Solo.io secures AI agents with Agent Gateway

I’ll start with a high-level architecture of what an agentic system might look like. You might be building your own agents, or using off-the-shelf ones like copilots or coding agents. We have an open-source project called KAgent that allows you to build agents quickly on top of Kubernetes.

The important part is these agents communicate with AI models or LLMs, with other agents, and with backend APIs—called tools. But those protocols like MCP or A2A don’t natively provide security.

When you give an agent access to APIs and workflows inside your enterprise, you want authentication, fine-grained authorization, and auditability. You want to know the path the agent took. These things communicate over the network, and that’s why we built a new open-source project at Solo called Agent Gateway.

It understands MCP and A2A protocols and can enforce security, collect metrics, provide tracing, and more. So the demo I’m showing is about Agent Gateway. If we go to GitHub and look up Agent Gateway, you’ll see the project.

It’s built in Rust, which is important for performance and resource usage. The proxy is configured via a JSON file—or optionally using an XDS-type protocol, which I won’t demo today.

With the JSON file, we can define a single endpoint that clients can connect to, which then routes to multiple backend MCP servers. Each of those servers can expose its own tools, and now you can apply governance and policy on top. Agent Gateway has a UI.

We can see the exposed listeners, the target MCP servers, and tools available. For example, you might see tools like Everything Echo or Everything Else Add. It’s helpful to visualize the tools available. Now, what if you have RESTful APIs and want to expose them over the MCP protocol?

Let’s take a look at OpenAPI. We’ll run the proxy in OpenAPI mode. If you check out the config, you’ll see we’re now proxying not just MCP servers, but an OpenAPI REST service as well.

When I refresh and look at our targets, we see that the Pet Store backend is a RESTful API—exposed to MCP clients, making it available in agents or LLMs. When we connect to the playground, we can see both the Everything Server tools and Pet Store tools.

If I call something via MCP, Agent Gateway performs the transformation between MCP and REST automatically.

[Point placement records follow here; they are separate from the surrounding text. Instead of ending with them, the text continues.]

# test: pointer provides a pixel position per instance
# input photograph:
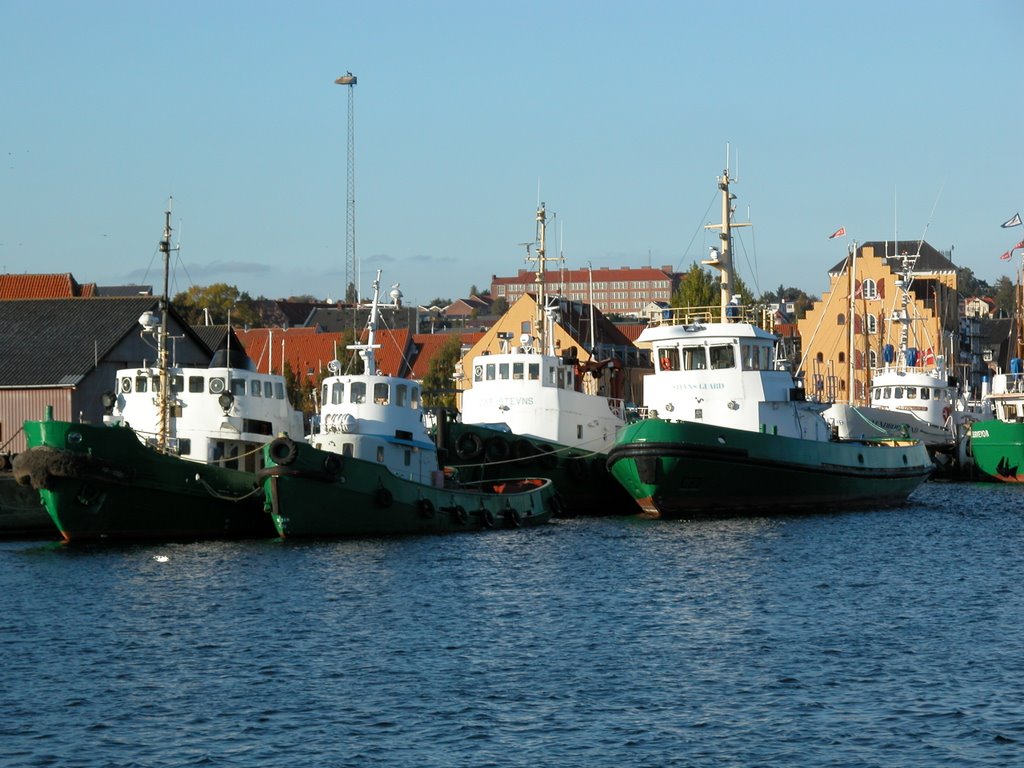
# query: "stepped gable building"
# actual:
(827, 331)
(615, 291)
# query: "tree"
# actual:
(699, 289)
(217, 303)
(1005, 296)
(438, 390)
(802, 301)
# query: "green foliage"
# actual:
(968, 285)
(221, 301)
(1005, 296)
(802, 301)
(438, 387)
(699, 288)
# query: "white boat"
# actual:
(371, 467)
(529, 406)
(177, 455)
(912, 394)
(727, 431)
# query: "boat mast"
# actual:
(723, 260)
(544, 338)
(852, 326)
(163, 397)
(367, 350)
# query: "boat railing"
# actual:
(924, 370)
(617, 407)
(1014, 383)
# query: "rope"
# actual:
(222, 497)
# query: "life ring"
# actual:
(548, 458)
(578, 468)
(426, 508)
(283, 451)
(468, 446)
(523, 450)
(333, 464)
(496, 449)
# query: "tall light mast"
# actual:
(351, 272)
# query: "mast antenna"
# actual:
(351, 265)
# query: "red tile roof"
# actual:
(43, 287)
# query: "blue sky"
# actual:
(888, 118)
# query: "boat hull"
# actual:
(582, 477)
(682, 469)
(99, 482)
(997, 448)
(316, 494)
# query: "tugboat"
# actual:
(371, 468)
(997, 443)
(176, 456)
(729, 432)
(527, 410)
(912, 394)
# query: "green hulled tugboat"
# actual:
(371, 468)
(176, 456)
(527, 410)
(728, 432)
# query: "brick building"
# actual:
(615, 291)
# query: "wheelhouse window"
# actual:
(694, 358)
(668, 358)
(722, 357)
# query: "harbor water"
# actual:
(875, 638)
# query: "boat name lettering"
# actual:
(509, 401)
(700, 385)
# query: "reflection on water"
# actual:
(875, 638)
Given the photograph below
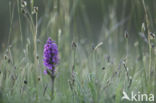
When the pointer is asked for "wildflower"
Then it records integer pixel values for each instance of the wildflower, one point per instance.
(50, 54)
(50, 60)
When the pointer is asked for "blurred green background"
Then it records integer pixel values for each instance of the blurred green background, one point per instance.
(87, 18)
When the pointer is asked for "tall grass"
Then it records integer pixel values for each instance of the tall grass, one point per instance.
(95, 68)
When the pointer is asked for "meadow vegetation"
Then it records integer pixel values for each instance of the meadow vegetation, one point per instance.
(101, 53)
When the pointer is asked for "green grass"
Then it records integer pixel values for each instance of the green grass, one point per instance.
(102, 67)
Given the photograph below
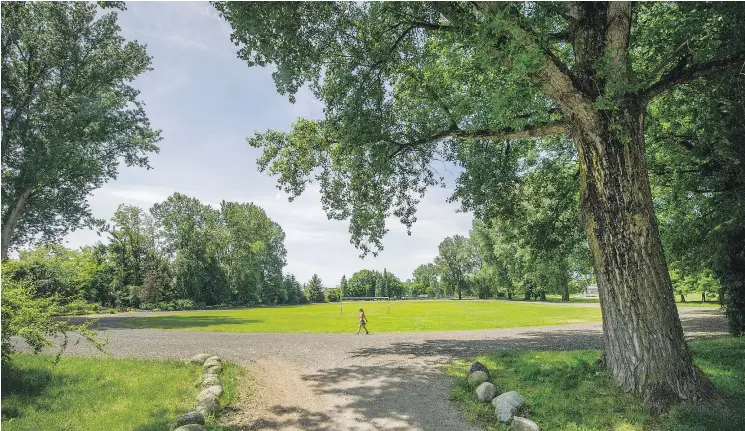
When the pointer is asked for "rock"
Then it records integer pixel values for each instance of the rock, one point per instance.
(478, 366)
(477, 377)
(190, 418)
(215, 359)
(214, 370)
(208, 404)
(208, 380)
(507, 404)
(486, 392)
(217, 390)
(200, 358)
(523, 424)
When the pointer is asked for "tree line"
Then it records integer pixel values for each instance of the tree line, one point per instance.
(629, 85)
(179, 254)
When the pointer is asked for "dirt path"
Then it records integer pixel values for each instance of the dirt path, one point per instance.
(345, 382)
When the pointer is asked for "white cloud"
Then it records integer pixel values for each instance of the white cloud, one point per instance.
(207, 101)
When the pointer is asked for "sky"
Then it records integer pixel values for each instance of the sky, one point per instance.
(206, 102)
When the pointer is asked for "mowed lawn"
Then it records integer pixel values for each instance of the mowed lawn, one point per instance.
(80, 394)
(404, 316)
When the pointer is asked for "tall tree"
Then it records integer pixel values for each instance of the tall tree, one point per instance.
(456, 263)
(69, 115)
(402, 82)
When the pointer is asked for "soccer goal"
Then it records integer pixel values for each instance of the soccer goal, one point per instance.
(363, 298)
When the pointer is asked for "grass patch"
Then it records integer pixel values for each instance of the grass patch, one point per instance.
(692, 300)
(564, 391)
(91, 394)
(405, 316)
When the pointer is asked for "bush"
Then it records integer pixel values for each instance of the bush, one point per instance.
(173, 305)
(34, 319)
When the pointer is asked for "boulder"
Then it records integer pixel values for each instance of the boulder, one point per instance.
(217, 390)
(200, 358)
(214, 370)
(523, 424)
(486, 392)
(208, 380)
(507, 404)
(208, 404)
(190, 418)
(478, 366)
(477, 377)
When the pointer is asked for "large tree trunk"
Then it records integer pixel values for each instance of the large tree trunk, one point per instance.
(644, 344)
(10, 221)
(645, 349)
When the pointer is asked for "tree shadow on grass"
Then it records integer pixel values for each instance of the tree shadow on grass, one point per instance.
(29, 389)
(164, 322)
(398, 392)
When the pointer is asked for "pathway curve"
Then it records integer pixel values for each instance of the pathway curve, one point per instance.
(390, 381)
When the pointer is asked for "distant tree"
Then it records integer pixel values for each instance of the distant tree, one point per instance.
(343, 286)
(294, 290)
(333, 295)
(426, 276)
(363, 283)
(456, 262)
(314, 290)
(69, 115)
(406, 83)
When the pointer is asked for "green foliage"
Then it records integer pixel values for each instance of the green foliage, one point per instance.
(31, 317)
(101, 393)
(314, 290)
(405, 84)
(69, 115)
(405, 316)
(697, 164)
(565, 391)
(333, 295)
(456, 263)
(55, 271)
(370, 283)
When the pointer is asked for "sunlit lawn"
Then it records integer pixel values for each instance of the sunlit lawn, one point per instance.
(565, 391)
(92, 394)
(405, 316)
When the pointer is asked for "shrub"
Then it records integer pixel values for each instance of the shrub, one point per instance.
(34, 319)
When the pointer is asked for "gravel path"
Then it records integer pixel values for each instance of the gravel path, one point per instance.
(390, 381)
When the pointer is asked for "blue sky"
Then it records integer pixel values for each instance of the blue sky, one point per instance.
(207, 101)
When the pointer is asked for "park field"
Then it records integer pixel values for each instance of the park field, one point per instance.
(404, 316)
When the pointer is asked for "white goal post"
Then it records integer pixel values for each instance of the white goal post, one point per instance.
(363, 298)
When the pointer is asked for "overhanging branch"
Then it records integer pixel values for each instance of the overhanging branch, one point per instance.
(683, 73)
(537, 131)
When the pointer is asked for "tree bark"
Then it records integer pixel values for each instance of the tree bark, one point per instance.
(645, 349)
(644, 342)
(10, 221)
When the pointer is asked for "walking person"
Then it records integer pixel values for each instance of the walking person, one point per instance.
(363, 323)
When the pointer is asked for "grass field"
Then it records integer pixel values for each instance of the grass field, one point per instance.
(565, 392)
(91, 394)
(405, 316)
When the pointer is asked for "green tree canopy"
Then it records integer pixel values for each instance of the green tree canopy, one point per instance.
(314, 290)
(405, 84)
(69, 115)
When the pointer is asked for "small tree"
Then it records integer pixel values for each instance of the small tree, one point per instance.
(314, 290)
(343, 286)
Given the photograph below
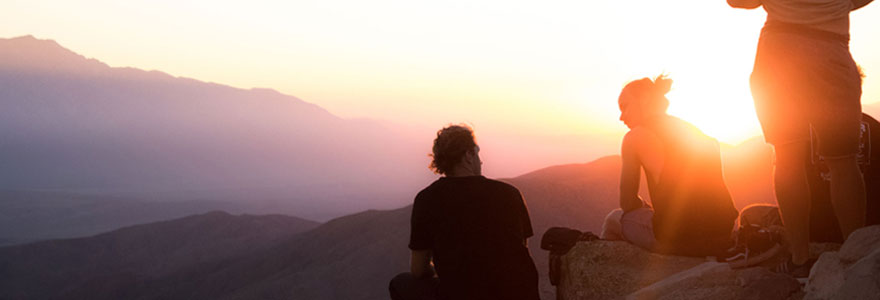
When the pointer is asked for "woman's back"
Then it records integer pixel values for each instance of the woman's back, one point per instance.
(691, 201)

Lastly, let’s look at authentication, authorization, and policies around MCP. The JSON file specifies that a JWT token must be included in the HTTP request.

The policy says: “Yes, you can access this, but only the Echo tool.” So if I try to connect without the token—no luck. I’ll go find the right token (hopefully it’s in the README). Got it. I’ll paste that in, connect… and we’re in.

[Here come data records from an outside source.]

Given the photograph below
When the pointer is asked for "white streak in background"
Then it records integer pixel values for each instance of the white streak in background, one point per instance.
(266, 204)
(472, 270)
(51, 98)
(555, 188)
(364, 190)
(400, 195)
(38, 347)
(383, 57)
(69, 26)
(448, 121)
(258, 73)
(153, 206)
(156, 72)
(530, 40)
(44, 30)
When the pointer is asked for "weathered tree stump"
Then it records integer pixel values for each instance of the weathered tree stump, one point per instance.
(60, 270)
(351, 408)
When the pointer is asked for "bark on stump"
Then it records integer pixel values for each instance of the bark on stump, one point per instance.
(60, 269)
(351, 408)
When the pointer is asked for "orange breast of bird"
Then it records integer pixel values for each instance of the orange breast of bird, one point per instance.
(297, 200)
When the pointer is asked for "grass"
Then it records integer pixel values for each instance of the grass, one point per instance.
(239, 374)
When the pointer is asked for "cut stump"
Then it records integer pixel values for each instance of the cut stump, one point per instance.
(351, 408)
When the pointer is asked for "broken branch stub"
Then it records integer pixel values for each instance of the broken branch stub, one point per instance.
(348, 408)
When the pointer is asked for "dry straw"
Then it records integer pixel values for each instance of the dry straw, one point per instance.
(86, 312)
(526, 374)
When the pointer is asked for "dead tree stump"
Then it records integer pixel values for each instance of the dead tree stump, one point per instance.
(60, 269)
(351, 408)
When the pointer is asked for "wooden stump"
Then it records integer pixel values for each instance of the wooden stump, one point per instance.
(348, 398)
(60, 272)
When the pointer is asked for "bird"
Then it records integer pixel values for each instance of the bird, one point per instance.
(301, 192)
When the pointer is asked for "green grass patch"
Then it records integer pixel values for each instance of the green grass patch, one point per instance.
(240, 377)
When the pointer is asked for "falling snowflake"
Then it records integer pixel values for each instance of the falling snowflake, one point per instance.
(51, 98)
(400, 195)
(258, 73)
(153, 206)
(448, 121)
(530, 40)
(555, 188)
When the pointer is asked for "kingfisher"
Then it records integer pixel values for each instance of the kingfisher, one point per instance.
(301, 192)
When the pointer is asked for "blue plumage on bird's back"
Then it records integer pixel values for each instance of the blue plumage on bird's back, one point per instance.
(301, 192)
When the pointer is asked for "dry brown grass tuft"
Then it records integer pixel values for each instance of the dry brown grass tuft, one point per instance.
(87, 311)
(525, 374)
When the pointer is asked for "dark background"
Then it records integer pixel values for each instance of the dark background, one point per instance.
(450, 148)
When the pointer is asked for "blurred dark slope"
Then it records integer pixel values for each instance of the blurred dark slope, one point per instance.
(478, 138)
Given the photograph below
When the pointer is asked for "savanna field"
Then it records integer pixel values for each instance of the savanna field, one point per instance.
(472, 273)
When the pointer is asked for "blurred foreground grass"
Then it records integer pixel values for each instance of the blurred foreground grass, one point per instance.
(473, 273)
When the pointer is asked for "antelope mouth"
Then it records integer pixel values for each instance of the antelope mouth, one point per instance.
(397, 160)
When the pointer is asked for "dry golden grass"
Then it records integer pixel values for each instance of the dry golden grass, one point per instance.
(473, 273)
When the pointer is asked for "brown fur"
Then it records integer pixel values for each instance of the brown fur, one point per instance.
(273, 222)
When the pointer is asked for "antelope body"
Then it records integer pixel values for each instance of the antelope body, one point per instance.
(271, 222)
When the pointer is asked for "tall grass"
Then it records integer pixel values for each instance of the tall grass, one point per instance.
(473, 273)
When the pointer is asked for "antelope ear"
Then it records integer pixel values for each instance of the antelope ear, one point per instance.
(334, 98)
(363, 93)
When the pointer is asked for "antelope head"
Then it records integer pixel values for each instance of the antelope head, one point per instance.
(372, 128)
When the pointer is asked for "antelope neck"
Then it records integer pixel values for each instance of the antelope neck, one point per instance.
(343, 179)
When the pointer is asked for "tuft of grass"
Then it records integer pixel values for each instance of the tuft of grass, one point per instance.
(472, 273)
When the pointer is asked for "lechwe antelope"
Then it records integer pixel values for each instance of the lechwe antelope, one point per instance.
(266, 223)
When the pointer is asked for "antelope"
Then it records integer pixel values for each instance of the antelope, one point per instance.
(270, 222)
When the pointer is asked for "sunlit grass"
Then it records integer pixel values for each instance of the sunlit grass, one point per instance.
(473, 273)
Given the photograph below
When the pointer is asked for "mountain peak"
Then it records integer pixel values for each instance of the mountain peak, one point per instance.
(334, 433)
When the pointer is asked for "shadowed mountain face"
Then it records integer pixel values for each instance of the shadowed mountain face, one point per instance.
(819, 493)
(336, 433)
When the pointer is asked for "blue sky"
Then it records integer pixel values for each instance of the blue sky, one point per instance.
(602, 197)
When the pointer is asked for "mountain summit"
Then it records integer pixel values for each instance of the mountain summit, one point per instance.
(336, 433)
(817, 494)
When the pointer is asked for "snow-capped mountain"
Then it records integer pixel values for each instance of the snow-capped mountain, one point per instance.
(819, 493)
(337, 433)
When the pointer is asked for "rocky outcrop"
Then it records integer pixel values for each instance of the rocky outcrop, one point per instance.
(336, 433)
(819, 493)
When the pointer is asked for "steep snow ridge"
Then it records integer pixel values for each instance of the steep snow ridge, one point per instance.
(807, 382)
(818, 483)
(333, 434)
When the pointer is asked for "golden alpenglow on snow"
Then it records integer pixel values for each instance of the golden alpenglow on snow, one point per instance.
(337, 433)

Now, remember—our policy only allows the Echo service. If I try to use the Add tool (say, 1 + 2), nothing happens, because I’m not authorized. But if I call the Echo tool—say “Hello, Agent Gateway”—it works successfully. Agent Gateway is just one piece of the agentic puzzle.

It enforces security, observability, and guardrails between agents and LLMs, between agents and other agents, and between agents and backend MCP tools. We also include a registration portal for governance—approval workflows, agent registration, and tool management.

This is what we’re calling Agent Mesh, and I believe Solo.io is leading the cloud-native community in building these tools.